Substance fiscale, de quoi s’agit-il ?

La lutte contre l’optimisation et l’évasion fiscale est de plus en plus au cœur des politiques internationales et plus particulièrement en Europe. Les pays acceptent de moins en moins de perdre des revenus fiscaux provenant d’entreprises qui échappent à leurs règles fiscales, tandis que leur population revendique toujours plus d’égalité en matière de fiscalité.

La substance fiscale est un principe mis en place pour lutter contre ces phénomènes d’évasion fiscale.
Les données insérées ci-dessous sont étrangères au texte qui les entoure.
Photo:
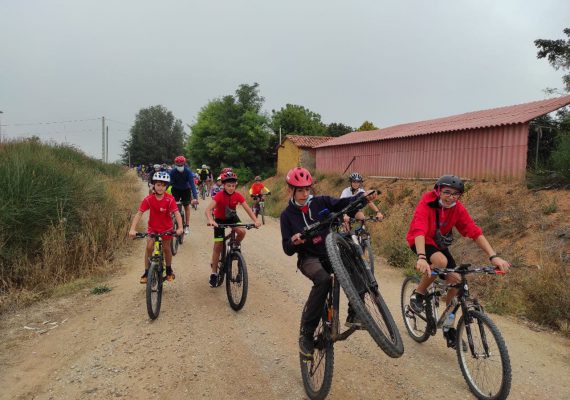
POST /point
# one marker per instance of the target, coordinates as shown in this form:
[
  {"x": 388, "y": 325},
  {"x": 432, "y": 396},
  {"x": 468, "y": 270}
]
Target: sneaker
[
  {"x": 306, "y": 346},
  {"x": 213, "y": 280},
  {"x": 170, "y": 275},
  {"x": 417, "y": 302}
]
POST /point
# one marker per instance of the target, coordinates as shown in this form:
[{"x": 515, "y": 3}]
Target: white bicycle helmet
[{"x": 161, "y": 176}]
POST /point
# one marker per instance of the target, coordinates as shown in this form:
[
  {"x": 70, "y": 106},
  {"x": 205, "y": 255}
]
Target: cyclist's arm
[
  {"x": 136, "y": 219},
  {"x": 249, "y": 212},
  {"x": 208, "y": 212}
]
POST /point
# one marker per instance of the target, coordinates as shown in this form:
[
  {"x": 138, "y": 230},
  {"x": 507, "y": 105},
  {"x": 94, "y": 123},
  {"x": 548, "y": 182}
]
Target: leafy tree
[
  {"x": 232, "y": 131},
  {"x": 338, "y": 129},
  {"x": 297, "y": 120},
  {"x": 557, "y": 52},
  {"x": 367, "y": 126},
  {"x": 156, "y": 137}
]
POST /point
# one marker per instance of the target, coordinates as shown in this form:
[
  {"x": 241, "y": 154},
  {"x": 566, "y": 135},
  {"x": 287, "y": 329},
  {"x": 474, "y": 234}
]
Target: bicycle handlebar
[
  {"x": 330, "y": 218},
  {"x": 464, "y": 269},
  {"x": 140, "y": 235},
  {"x": 247, "y": 226}
]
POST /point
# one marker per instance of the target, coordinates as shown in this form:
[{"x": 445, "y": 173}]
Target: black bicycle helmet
[
  {"x": 451, "y": 181},
  {"x": 355, "y": 177}
]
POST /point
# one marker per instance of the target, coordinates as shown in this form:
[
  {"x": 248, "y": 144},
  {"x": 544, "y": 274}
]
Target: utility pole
[{"x": 103, "y": 139}]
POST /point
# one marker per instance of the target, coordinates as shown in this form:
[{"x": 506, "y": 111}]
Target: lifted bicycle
[{"x": 355, "y": 276}]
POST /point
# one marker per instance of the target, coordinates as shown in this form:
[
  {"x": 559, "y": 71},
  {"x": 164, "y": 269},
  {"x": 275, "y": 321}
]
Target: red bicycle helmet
[
  {"x": 229, "y": 176},
  {"x": 299, "y": 177}
]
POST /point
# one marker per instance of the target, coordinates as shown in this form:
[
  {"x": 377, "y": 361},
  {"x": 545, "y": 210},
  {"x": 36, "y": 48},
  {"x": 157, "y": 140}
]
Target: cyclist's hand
[
  {"x": 296, "y": 239},
  {"x": 501, "y": 264},
  {"x": 422, "y": 266}
]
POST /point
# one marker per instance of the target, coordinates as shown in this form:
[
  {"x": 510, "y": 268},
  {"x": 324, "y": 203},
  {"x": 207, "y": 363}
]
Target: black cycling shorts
[
  {"x": 430, "y": 250},
  {"x": 183, "y": 195},
  {"x": 219, "y": 232}
]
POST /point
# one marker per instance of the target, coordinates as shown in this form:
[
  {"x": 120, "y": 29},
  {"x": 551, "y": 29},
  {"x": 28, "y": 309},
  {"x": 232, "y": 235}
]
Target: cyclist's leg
[{"x": 312, "y": 268}]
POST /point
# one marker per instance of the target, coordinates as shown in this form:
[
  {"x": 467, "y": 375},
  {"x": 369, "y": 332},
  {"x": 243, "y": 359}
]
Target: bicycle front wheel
[
  {"x": 154, "y": 290},
  {"x": 483, "y": 357},
  {"x": 416, "y": 324},
  {"x": 317, "y": 372},
  {"x": 236, "y": 280},
  {"x": 363, "y": 295}
]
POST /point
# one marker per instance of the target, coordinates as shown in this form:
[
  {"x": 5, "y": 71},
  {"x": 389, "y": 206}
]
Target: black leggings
[{"x": 313, "y": 269}]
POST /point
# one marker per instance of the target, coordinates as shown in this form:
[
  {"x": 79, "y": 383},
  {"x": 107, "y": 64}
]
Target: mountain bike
[
  {"x": 361, "y": 235},
  {"x": 232, "y": 267},
  {"x": 481, "y": 350},
  {"x": 355, "y": 277},
  {"x": 156, "y": 273},
  {"x": 260, "y": 207},
  {"x": 175, "y": 242}
]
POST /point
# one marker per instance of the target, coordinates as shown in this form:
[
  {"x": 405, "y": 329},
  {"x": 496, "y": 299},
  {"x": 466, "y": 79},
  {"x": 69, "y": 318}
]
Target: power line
[{"x": 52, "y": 122}]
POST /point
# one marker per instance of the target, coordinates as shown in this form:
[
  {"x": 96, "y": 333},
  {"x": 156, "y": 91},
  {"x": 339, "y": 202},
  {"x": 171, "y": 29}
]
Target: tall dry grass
[{"x": 63, "y": 216}]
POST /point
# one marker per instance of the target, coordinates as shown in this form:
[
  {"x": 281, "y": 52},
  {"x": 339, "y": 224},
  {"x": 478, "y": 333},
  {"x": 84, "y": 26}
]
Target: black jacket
[{"x": 293, "y": 221}]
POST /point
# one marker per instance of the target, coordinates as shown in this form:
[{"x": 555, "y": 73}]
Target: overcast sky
[{"x": 389, "y": 62}]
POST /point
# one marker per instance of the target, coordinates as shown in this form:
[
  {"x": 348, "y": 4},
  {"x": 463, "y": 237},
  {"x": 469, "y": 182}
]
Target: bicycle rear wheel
[
  {"x": 363, "y": 295},
  {"x": 317, "y": 372},
  {"x": 154, "y": 290},
  {"x": 416, "y": 324},
  {"x": 483, "y": 357},
  {"x": 236, "y": 280}
]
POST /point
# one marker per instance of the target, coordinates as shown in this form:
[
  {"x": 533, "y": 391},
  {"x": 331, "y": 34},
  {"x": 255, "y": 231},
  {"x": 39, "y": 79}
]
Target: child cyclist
[
  {"x": 183, "y": 188},
  {"x": 355, "y": 180},
  {"x": 256, "y": 192},
  {"x": 430, "y": 236},
  {"x": 161, "y": 206},
  {"x": 312, "y": 259},
  {"x": 224, "y": 206}
]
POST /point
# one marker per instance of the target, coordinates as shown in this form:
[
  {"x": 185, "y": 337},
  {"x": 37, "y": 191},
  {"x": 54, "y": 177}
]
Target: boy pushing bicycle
[{"x": 161, "y": 206}]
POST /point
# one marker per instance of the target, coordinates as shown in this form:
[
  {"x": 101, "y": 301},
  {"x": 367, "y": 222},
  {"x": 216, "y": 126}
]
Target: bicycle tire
[
  {"x": 236, "y": 280},
  {"x": 368, "y": 253},
  {"x": 484, "y": 333},
  {"x": 419, "y": 333},
  {"x": 390, "y": 340},
  {"x": 317, "y": 373},
  {"x": 154, "y": 290}
]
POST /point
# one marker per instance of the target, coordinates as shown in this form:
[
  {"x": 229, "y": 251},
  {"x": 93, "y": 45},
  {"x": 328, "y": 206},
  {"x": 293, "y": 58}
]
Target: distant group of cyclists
[{"x": 429, "y": 236}]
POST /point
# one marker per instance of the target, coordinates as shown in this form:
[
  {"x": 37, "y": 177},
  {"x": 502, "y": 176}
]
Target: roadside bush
[{"x": 62, "y": 214}]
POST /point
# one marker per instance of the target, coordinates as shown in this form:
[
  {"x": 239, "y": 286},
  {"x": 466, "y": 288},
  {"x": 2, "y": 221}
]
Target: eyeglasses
[{"x": 451, "y": 194}]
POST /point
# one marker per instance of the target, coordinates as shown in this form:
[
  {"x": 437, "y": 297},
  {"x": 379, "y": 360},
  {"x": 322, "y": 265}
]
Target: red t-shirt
[
  {"x": 159, "y": 219},
  {"x": 256, "y": 188},
  {"x": 224, "y": 200}
]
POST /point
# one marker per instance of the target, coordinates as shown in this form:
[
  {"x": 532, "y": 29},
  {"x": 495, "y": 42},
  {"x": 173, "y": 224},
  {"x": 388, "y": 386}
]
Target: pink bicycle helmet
[{"x": 299, "y": 177}]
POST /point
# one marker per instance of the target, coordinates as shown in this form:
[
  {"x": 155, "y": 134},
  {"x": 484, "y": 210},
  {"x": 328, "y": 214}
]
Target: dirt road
[{"x": 104, "y": 346}]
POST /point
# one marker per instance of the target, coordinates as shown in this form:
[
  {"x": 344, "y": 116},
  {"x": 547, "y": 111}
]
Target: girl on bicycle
[
  {"x": 161, "y": 206},
  {"x": 430, "y": 236},
  {"x": 223, "y": 207},
  {"x": 312, "y": 259}
]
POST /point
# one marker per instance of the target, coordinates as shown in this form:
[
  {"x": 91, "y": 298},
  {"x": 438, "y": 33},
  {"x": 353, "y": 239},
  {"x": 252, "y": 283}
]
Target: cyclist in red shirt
[
  {"x": 257, "y": 191},
  {"x": 161, "y": 205},
  {"x": 224, "y": 206}
]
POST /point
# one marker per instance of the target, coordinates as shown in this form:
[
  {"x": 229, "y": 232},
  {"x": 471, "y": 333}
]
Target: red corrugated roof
[
  {"x": 308, "y": 141},
  {"x": 509, "y": 115}
]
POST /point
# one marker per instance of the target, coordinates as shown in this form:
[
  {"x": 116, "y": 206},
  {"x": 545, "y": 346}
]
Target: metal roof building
[{"x": 482, "y": 144}]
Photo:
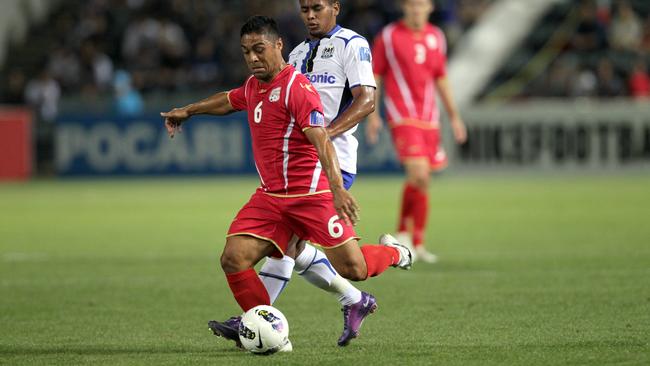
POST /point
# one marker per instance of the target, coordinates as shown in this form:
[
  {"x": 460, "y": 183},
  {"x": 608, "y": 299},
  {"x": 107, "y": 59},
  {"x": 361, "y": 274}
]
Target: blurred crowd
[
  {"x": 131, "y": 48},
  {"x": 607, "y": 56}
]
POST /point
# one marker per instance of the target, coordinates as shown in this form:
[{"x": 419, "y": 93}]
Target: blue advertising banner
[{"x": 107, "y": 145}]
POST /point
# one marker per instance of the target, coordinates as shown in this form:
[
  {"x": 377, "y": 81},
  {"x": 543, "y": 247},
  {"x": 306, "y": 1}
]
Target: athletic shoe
[
  {"x": 228, "y": 329},
  {"x": 353, "y": 316},
  {"x": 405, "y": 254},
  {"x": 424, "y": 255},
  {"x": 404, "y": 238}
]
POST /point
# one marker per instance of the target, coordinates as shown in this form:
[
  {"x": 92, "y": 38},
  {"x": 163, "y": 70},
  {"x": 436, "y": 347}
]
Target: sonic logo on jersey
[
  {"x": 274, "y": 96},
  {"x": 321, "y": 78},
  {"x": 309, "y": 87},
  {"x": 328, "y": 52}
]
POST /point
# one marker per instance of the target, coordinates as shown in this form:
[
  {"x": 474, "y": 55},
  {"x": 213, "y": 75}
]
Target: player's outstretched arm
[
  {"x": 375, "y": 124},
  {"x": 363, "y": 103},
  {"x": 218, "y": 104},
  {"x": 345, "y": 204},
  {"x": 457, "y": 125}
]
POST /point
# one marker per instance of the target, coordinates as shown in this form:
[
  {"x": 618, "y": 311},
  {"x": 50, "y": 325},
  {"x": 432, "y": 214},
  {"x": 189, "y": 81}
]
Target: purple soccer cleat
[
  {"x": 353, "y": 316},
  {"x": 228, "y": 329}
]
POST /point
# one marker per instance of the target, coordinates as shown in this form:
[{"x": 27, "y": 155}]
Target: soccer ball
[{"x": 264, "y": 330}]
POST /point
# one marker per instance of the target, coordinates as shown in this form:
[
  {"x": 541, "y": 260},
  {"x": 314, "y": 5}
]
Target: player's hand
[
  {"x": 459, "y": 129},
  {"x": 373, "y": 127},
  {"x": 174, "y": 119},
  {"x": 346, "y": 206}
]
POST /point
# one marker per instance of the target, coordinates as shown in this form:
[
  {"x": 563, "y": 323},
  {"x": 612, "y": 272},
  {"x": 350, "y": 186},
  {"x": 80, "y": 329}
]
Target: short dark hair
[{"x": 260, "y": 24}]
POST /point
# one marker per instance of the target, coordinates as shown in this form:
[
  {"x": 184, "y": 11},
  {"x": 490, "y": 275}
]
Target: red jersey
[
  {"x": 409, "y": 62},
  {"x": 278, "y": 114}
]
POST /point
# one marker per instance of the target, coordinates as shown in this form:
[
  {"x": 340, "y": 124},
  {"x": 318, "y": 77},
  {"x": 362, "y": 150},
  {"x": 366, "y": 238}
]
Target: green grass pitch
[{"x": 533, "y": 271}]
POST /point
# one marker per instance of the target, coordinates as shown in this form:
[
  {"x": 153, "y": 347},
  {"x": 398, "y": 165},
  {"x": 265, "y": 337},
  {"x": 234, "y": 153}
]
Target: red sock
[
  {"x": 420, "y": 211},
  {"x": 248, "y": 289},
  {"x": 378, "y": 258},
  {"x": 406, "y": 211}
]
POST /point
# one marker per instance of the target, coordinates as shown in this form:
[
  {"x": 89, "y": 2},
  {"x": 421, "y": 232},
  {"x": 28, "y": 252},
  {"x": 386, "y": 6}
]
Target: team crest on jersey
[
  {"x": 432, "y": 42},
  {"x": 328, "y": 52},
  {"x": 364, "y": 54},
  {"x": 275, "y": 94}
]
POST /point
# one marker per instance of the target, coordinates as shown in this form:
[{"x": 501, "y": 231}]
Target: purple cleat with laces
[
  {"x": 353, "y": 316},
  {"x": 228, "y": 329}
]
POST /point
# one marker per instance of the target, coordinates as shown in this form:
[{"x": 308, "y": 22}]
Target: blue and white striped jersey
[{"x": 335, "y": 64}]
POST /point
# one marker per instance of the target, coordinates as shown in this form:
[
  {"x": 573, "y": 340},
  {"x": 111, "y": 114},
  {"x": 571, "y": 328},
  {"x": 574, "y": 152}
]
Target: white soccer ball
[{"x": 264, "y": 330}]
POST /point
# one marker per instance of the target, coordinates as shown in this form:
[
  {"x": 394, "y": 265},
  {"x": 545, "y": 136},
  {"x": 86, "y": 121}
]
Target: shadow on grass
[{"x": 96, "y": 350}]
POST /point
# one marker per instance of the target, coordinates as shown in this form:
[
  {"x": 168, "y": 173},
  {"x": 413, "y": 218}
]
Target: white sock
[
  {"x": 275, "y": 274},
  {"x": 313, "y": 265}
]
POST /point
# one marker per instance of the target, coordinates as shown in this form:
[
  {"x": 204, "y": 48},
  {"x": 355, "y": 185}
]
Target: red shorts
[
  {"x": 412, "y": 142},
  {"x": 277, "y": 218}
]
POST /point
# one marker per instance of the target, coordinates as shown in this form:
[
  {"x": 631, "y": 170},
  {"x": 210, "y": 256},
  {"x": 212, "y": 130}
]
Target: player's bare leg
[
  {"x": 239, "y": 256},
  {"x": 414, "y": 211}
]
Des entreprises qui profitent des failles

Chaque pays à sa propre fiscalité et c’est sûrement ce principe de base qui permet à des sociétés, dans une économie mondialisée, de réduire leurs charges fiscales grâce à des montages fiscaux à l’étranger.

Pour simplifier, aujourd’hui, une grande société peut aisément implanter une entité dans un pays étranger pour profiter de la fiscalité allégée de ce pays, sans que cette entité soit réellement active. À l’inverse, ce genre de société utilise des montages pour que sa fiscalité soit réduite au minimum dans les pays moins attractifs fiscalement.

Autrement dit, comme indiqué sur ce lien, ce genre de société profite à la fois de la faible fiscalité de destinations attrayantes tout en ne payant quasiment aucun impôt dans les pays où elle exerce ses activités. Pourtant, il s’agit généralement de grandes entreprises internationales.

C’est quoi la substance fiscale ?

Ce genre de notion est assez complexe et varie au cas par cas. Toutefois, on peut définir la substance fiscale comme étant la preuve que la société existe réellement dans le pays où elle est implantée et qu’elle exerce une véritable activité.

Autrement dit, plusieurs critères vont permettre de définir si une entreprise a une substance fiscale dans tel ou tel pays : employés, ligne téléphonique, conseils d’administration, superficie du local, pouvoirs de l’entité implantée…

À quoi sert la substance fiscale ?

La notion de substance fiscale est très importante, car elle permet de savoir si la société en question est liée ou non à la fiscalité du pays.

Premièrement, si une entreprise étrangère implantée en France est qualifiée comme ayant une substance fiscale en France, elle doit se soumettre au fisc français.

À ce titre on peut s’appuyer sur l’actualité et la bataille qui oppose le gouvernement français aux GAFA (Google, Amazon, Facebook, Apple). Ces quatre grandes sociétés ont toute une substance fiscale en France, alors qu’elles ne paient quasiment aucun impôt. Grâce à cette notion, l’État peut légitimement revendiquer que ces sociétés rendent des comptes au fisc français.

À l’inverse, concernant les entreprises françaises qui créent des sociétés-écrans à l’étranger pour échapper au fisc français, elles n’ont souvent aucune substance dans ces destinations offshore, tandis qu’elles possèdent une substance fiscale en France. Le fisc français peut là aussi demander des comptes à ces sociétés.

Une notion qui a besoin des conventions fiscales

Pour que le principe de substance fiscale fonctionne correctement, encore faut-il que les États se mettent d’accord. Il existe des conventions entre la plupart des pays pour notamment régler les questions de fiscalités lorsqu’une entreprise d’un État est implantée dans un autre pays.

Seulement, même avec des conventions, les pays ont parfois des difficultés à imposer la notion de substance fiscale. On le voit actuellement avec Trump qui a menacé la France lorsque celle-ci a décidé de taxer les GAFA.